- Ghana’s authorities is planning to use gold to pay out for oil alternatively of shelling out US bucks.
- The move is envisioned to lower the “persistent depreciation” of the cedi, the Ghanaian currency.
- As of end-September, Ghana’s foreign exchange reserves ended up just ample to address 3 months value of imports.
Ghana’s govt is setting up to go again to a barter process of trade.
In purchase to shield the country’s rapidly-dwindling overseas forex reserves, Ghana needs to spend for oil with gold in its place of shelling out precious US dollars, Mahamudu Bawumia, the country’s vice president claimed Thursday.

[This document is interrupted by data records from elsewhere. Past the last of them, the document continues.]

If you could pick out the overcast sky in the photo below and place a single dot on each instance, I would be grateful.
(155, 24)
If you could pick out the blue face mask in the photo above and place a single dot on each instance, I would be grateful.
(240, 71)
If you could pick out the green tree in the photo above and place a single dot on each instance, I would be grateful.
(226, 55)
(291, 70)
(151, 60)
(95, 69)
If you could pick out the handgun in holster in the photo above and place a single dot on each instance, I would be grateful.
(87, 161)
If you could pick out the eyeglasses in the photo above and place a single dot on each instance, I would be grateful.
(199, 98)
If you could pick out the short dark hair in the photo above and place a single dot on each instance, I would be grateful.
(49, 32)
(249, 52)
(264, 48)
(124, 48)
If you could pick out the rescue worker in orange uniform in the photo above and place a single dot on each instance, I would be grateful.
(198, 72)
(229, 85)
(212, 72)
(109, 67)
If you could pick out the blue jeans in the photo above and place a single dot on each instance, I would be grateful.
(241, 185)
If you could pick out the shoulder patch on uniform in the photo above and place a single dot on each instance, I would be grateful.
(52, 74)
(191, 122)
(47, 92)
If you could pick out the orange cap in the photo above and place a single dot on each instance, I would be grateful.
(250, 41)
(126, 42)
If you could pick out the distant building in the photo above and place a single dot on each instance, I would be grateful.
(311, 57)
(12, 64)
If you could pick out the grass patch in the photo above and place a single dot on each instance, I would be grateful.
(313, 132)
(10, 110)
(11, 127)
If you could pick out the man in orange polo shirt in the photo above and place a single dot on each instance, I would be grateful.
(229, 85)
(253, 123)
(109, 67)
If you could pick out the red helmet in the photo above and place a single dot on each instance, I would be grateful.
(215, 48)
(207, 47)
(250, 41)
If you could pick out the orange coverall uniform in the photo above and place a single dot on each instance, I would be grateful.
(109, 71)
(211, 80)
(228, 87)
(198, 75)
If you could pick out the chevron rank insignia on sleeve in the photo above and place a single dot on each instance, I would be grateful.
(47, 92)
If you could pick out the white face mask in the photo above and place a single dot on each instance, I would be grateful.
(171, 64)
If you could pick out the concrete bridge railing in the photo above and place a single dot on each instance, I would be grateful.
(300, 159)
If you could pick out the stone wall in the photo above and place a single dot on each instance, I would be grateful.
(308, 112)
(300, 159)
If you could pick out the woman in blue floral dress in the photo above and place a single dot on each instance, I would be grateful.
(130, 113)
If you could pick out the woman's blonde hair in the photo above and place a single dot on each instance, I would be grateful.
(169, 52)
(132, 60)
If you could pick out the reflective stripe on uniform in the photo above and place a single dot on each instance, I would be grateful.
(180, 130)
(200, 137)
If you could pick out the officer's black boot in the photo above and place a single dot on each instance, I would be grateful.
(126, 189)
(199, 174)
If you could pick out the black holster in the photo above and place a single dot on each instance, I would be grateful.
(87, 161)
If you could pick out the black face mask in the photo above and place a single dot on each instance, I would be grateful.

Ghana’s gross intercontinental reserves have fallen by about one particular-3rd — from $9.7 billion at the close of 2021 to all over $6.6 billion at the close of September 2022, according to official facts.
The reserves will cover just 2.9 months of the country’s goods and services imports — limited of the government’s goal of masking 3-and-a-50 %-months worthy of of imports for 2022, according to a duplicate of the country’s spending budget speech sent by finance minister Ken Ofori-Atta on Thursday.
The Ghanaian federal government is seeking to employ the “new coverage routine” of making use of gold to get oil products in the initial quarter of 2023, in purchase to counter inflation due to the depreciation of the cedi, Ghana’s forex. The cedi has fallen in opposition to the US dollars for the reason that there is powerful need for the buck from oil importers, Bawumia defined in a Facebook submit on Thursday.
By not applying the US dollar in the country’s oil trade, the move is envisioned to decrease the “persistent depreciation” of the cedi, since sellers of gasoline in the nation will no longer have to consider the greenback-cedi trade rate into account when pricing their products, he added.
Ghana’s gold-for-oil plan is abnormal mainly because it by itself is an oil developing nation. Even so, it nevertheless has to import refined oil items this sort of as fuel and diesel, since Ghana’s only oil refinery has been offline next an explosion in 2017, for every Reuters.
It truly is even far more uncommon, as barter promotions normally include an oil-developing state investing for non-oil products.
But Ghana — which also generates gold — is mired in a debt disaster and is negotiating a reduction package with the Global Monetary Fund.
Finance minister Ofori-Atta claimed in his Thursday speech the nation is “in significant possibility of credit card debt distress” as the cedi’s depreciation was “seriously influencing” its skill to take care of its community financial debt. The cedi has dropped much more than 50 percent its worth from the US dollar so considerably this yr.
- Ghana’s authorities is planning to use gold to pay out for oil alternatively of shelling out US bucks.
- The move is envisioned to lower the “persistent depreciation” of the cedi, the Ghanaian currency.
- As of end-September, Ghana’s foreign exchange reserves ended up just ample to address 3 months value of imports.
Ghana’s govt is setting up to go again to a barter process of trade.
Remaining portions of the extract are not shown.